“Is it realistic to expect a 5% to 7% return on stocks in 2016 or should I lower my hopes?” asks CNNMoney reader Harold Hughes of Cotuit, MA.
Short answer: Lower your hopes.
Stocks are off to a brutal start in 2016. Nearly all investors are losing money. The U.S. market has shed about 10%. Tech stocks are getting hammered even more.
Welcome to the era of diminished stock market expectations. Nearly every Wall Street firm has slashed predictions for how stocks will perform in 2016.
Heading into this year, there was a lot of optimism. The U.S. economy looked strong. Hiring was up and the belief was people would go out and buy more stuff and that would drive growth.
As recently as mid-December, the average prediction for stocks in 2016 was a whopping 9% gain.
Now experts say we’ll be “lucky” to get 4% to 5%. It hinges on U.S. consumers continuing to spend.
China and oil are pulling global stocks down
“I wouldn’t rule out 5%, but I think anything more than that is more hope than I’m comfortable with at the moment,” says Brad McMillian, chief investment officer at Commonwealth Financial.

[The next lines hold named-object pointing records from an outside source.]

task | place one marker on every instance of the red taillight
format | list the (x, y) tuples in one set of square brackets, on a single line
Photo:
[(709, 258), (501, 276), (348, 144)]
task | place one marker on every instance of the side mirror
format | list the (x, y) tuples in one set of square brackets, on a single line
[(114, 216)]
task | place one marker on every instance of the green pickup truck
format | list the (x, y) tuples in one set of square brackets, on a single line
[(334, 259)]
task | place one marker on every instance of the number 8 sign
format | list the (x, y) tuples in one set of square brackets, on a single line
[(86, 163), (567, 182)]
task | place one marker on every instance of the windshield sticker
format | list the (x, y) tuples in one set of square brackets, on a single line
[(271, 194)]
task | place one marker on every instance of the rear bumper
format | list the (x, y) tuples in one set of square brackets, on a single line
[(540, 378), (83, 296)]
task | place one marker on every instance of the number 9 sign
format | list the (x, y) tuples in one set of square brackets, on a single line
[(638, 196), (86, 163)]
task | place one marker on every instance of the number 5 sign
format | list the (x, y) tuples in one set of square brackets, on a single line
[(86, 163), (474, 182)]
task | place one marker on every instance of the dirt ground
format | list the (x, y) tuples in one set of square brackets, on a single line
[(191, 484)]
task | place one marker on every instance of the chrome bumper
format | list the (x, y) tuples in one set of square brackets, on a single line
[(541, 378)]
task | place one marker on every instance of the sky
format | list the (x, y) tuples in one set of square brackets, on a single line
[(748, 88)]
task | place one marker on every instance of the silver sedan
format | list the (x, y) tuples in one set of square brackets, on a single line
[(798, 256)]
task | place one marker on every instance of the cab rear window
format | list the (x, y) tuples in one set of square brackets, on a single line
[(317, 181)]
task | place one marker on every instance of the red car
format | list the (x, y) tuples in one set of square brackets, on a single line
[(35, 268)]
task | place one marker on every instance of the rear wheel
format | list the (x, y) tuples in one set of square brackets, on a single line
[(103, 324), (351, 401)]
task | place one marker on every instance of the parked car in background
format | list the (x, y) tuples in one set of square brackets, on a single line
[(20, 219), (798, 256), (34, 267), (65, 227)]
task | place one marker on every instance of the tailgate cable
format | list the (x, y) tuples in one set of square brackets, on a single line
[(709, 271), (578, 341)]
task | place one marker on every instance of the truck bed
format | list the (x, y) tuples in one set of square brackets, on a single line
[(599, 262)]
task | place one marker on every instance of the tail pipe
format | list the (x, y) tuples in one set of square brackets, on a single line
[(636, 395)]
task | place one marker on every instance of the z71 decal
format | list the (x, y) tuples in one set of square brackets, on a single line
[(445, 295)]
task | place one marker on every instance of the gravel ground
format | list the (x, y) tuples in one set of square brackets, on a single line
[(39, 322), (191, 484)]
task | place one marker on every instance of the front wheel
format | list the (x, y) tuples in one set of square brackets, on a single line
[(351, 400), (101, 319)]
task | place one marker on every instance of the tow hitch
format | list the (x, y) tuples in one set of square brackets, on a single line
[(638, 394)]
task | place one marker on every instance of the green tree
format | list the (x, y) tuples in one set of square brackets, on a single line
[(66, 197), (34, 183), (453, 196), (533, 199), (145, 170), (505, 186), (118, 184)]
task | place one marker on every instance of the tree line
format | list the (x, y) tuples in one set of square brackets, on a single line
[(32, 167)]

McMillian is one of many experts who has cut his forecast. He now predicts the S&P 500 will end the year at 2,050. That’s barely higher from where it started.
Basically, the world economy belly flopped at the start of the year. The Chinese tinkered with their currency again, which was interpreted as another warning sign that the second biggest economy in the world is slowing faster than feared.

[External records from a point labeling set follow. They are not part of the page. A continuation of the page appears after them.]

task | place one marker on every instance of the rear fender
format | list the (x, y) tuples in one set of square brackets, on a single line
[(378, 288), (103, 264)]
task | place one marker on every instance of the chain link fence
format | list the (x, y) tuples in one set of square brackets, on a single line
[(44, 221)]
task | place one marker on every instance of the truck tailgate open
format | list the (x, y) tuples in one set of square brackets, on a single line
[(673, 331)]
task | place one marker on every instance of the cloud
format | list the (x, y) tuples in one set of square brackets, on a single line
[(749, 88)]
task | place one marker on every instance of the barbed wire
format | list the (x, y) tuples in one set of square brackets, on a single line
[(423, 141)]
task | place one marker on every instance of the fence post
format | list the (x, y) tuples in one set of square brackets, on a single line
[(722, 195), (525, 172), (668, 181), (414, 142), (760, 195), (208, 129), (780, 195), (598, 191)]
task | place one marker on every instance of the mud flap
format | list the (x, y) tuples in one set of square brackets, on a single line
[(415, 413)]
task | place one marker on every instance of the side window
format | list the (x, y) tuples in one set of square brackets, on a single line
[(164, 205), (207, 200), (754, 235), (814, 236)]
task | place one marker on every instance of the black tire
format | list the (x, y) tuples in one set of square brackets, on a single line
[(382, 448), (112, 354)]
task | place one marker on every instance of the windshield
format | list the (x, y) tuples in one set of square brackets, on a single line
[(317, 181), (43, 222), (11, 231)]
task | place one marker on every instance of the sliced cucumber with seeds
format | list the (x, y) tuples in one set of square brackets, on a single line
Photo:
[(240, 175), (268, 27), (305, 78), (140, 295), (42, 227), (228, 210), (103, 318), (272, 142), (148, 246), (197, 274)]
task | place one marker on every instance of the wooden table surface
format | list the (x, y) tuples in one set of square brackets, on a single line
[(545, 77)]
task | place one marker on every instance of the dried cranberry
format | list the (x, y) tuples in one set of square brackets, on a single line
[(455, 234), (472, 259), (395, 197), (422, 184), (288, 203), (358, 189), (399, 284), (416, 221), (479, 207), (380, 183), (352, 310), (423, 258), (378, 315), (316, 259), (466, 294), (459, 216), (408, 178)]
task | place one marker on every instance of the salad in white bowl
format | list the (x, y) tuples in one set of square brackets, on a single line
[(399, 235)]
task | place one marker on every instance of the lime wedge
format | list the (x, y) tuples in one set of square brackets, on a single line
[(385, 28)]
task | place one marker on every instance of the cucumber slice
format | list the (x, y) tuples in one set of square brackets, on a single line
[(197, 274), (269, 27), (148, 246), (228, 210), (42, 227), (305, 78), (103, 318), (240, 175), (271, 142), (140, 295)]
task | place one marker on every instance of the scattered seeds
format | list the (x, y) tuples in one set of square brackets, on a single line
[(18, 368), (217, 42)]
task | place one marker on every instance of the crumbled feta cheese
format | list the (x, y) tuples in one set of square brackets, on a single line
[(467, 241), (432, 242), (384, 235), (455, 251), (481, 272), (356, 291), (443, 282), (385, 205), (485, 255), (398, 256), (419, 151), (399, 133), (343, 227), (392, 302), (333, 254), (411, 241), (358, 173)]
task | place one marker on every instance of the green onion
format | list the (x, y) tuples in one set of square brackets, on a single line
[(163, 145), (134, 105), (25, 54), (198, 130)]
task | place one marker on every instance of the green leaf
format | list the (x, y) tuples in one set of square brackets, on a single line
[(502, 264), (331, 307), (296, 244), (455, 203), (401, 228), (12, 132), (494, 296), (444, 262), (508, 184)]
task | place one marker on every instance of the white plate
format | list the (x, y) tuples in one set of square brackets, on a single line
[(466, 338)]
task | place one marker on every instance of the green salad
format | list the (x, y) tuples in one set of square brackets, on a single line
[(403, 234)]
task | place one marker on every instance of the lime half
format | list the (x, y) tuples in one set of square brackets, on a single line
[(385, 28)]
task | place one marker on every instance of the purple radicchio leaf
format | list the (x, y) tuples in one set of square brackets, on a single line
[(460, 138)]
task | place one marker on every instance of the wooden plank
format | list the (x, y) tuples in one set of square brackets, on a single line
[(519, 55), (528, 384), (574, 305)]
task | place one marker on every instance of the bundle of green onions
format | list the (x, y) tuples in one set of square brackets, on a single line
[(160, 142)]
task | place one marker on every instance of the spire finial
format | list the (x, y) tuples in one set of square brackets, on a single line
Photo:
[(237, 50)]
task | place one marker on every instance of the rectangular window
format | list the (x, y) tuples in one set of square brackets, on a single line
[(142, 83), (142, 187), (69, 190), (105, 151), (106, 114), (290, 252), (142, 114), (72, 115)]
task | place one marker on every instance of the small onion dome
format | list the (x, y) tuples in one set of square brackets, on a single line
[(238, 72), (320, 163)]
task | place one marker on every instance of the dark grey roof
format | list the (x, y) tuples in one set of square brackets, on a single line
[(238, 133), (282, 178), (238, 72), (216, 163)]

The pullback in China is spreading rapidly around the world. While the U.S. has been largely unscathed, the reality is no economy is an island anymore.
On top of that, oil fell to a 13-year low and the U.S. dollar keeps surging, making it tricky for American companies doing business abroad.

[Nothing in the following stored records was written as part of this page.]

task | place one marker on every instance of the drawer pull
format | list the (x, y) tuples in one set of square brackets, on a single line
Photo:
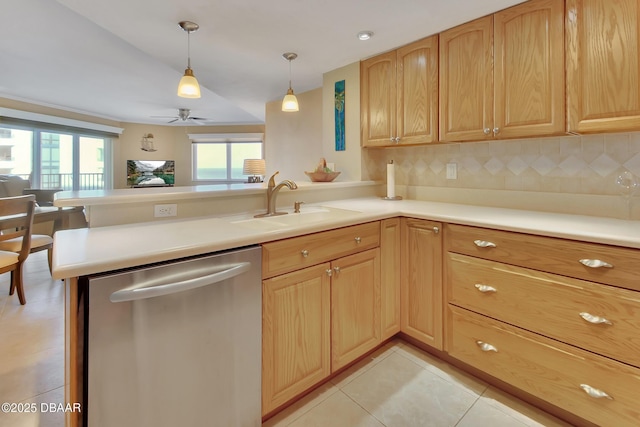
[(595, 263), (484, 244), (486, 346), (594, 392), (485, 288), (595, 319)]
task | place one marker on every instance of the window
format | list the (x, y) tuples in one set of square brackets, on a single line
[(220, 157), (51, 159)]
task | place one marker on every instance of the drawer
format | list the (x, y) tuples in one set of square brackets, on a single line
[(292, 254), (552, 371), (550, 254), (596, 317)]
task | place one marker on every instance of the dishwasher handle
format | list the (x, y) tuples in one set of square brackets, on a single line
[(138, 292)]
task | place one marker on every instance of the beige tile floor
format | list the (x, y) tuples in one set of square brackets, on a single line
[(402, 386), (398, 385)]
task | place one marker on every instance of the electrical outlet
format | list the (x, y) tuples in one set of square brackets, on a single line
[(161, 211), (452, 171)]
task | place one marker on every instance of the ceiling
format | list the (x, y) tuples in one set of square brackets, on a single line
[(122, 59)]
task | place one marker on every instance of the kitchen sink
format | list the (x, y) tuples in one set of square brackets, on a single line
[(307, 215)]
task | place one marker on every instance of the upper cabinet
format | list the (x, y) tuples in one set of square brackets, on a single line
[(399, 96), (603, 65), (502, 76)]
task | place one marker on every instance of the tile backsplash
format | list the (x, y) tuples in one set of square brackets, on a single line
[(586, 164)]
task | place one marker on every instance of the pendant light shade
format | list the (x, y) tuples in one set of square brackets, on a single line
[(290, 102), (188, 86)]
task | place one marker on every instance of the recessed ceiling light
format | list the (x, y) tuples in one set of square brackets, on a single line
[(365, 35)]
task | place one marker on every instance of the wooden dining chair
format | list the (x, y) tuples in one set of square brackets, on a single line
[(18, 217)]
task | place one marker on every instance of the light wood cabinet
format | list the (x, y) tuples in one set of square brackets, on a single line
[(399, 96), (355, 307), (603, 65), (421, 281), (296, 351), (549, 316), (502, 76), (592, 387), (390, 248)]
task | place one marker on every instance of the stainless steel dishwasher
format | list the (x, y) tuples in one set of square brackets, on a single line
[(176, 344)]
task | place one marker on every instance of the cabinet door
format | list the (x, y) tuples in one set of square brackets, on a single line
[(421, 286), (390, 238), (295, 334), (466, 81), (417, 72), (603, 65), (355, 306), (378, 100), (529, 70)]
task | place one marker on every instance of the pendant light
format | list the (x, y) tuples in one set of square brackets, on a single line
[(188, 86), (290, 102)]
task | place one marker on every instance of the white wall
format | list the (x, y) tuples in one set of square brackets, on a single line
[(293, 141), (348, 162)]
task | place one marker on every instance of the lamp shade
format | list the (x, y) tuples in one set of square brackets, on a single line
[(188, 86), (290, 102), (254, 167)]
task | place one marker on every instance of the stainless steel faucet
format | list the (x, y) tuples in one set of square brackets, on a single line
[(272, 193)]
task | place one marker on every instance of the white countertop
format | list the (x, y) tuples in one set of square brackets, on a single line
[(87, 251)]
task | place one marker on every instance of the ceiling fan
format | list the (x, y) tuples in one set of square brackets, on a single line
[(184, 114)]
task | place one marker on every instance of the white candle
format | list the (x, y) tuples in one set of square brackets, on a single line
[(391, 180)]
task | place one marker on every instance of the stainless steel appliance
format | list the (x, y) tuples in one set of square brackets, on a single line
[(176, 344)]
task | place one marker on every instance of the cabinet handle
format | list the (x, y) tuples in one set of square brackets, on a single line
[(486, 346), (597, 320), (594, 392), (485, 288), (484, 244), (595, 263)]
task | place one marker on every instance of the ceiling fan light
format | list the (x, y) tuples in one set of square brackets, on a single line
[(290, 102), (188, 86)]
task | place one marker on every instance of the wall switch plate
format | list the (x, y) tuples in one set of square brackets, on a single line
[(161, 211), (452, 171)]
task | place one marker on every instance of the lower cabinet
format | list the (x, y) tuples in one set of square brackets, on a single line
[(318, 319), (600, 390), (355, 307), (421, 281), (390, 249)]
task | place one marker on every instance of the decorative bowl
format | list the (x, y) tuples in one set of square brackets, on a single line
[(322, 176)]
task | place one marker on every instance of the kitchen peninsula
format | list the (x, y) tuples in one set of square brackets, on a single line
[(591, 240)]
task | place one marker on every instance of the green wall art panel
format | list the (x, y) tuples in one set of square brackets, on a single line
[(339, 115)]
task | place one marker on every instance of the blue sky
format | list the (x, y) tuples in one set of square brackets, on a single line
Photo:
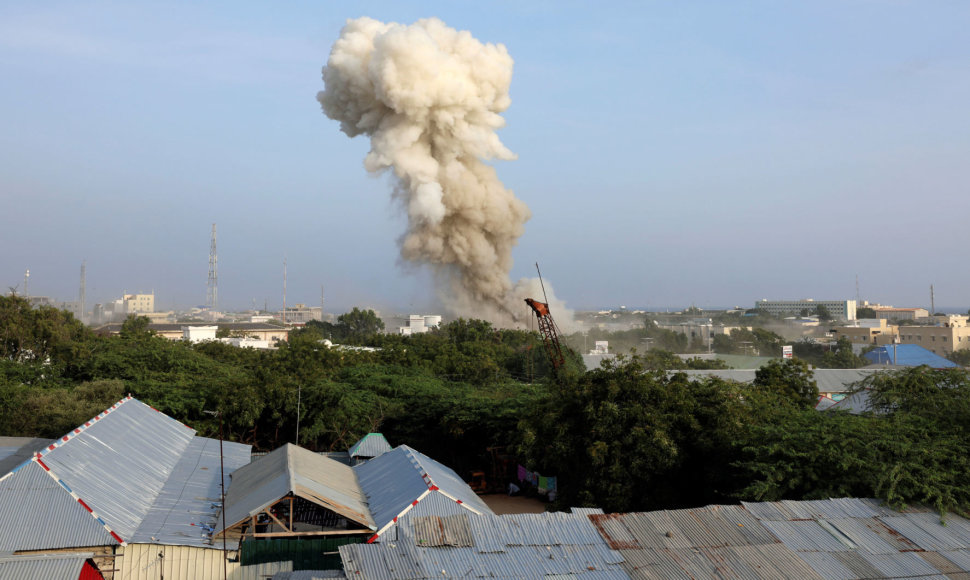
[(706, 153)]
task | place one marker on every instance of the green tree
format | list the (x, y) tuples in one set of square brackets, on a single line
[(790, 377)]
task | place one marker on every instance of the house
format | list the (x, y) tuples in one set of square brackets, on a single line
[(908, 355), (407, 483), (133, 487)]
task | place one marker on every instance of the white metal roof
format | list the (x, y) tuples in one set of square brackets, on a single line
[(292, 469)]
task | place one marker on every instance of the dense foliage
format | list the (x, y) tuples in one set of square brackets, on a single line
[(633, 434)]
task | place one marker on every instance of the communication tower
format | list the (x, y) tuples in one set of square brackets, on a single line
[(81, 298), (212, 296)]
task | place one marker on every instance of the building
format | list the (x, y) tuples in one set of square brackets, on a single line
[(837, 309), (138, 303), (868, 332), (134, 489), (890, 313), (419, 323), (199, 333), (942, 339), (300, 314), (700, 331), (269, 333)]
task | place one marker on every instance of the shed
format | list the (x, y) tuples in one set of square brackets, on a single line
[(369, 447), (293, 492), (407, 482)]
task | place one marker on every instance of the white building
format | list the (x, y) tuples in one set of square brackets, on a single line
[(839, 309), (199, 333), (419, 323)]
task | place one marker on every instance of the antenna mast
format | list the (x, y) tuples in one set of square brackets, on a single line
[(212, 295), (81, 298)]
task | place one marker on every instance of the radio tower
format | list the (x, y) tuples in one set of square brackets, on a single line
[(80, 306), (212, 296)]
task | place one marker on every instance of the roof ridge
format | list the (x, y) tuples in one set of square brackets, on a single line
[(37, 459)]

A recession is still a slim possibility
Investors have sold stocks as they bet that companies, even in the U.S., just can’t grow a lot more in a world that is going through what Apple CEO Tim Cook recently described as “extreme conditions.”
The question now is how bad it will get. Fears of a global — and even U.S. — recession are rising, although the probability of that worst case scenario happening is still only about 20%.
“I don’t think we’ll see a collapse here. The economic conditions don’t seem to be in place,” says McMillan. He believes the market is pricing in too much doom and gloom.
So what should an investor do?
So what should an investor like Harold Hughes do?
“What I would say to an investor now is: Don’t focus on this year alone,” says Katie Nixon, chief investment officer at Northern Trust Wealth Management.
Over every 15 year period since World War II, the U.S. stock market has made money for investors (often A LOT of money). Sticking in stocks pays off.
Northern Trust Wealth Management is forecasting a 4% to 7% return for stocks over the next five years.
“That may not sound like a lot, but it’s coming off a period where we’ve had above-average returns,” notes Nixon.
Investors who feel queasy should talk to their financial adviser and make sure they still have a good long-term strategy for their retirement or other goals. It also makes sense in an environment like this to look for so called “Blue Chip” American stocks — big, well-known companies that pay dividends.
While stock prices may not go up much this year, many companies are still paying their dividends. That helps to boost returns. Consider this: last year, the S&P 500 index lost 0.7%. BUT it actually gained 1.2% if your dividends were reinvested (which most “buy and hold” investors do).
“To say we’re not going to get rich in equities doesn’t mean they’re not a good place to be,” says McMillian.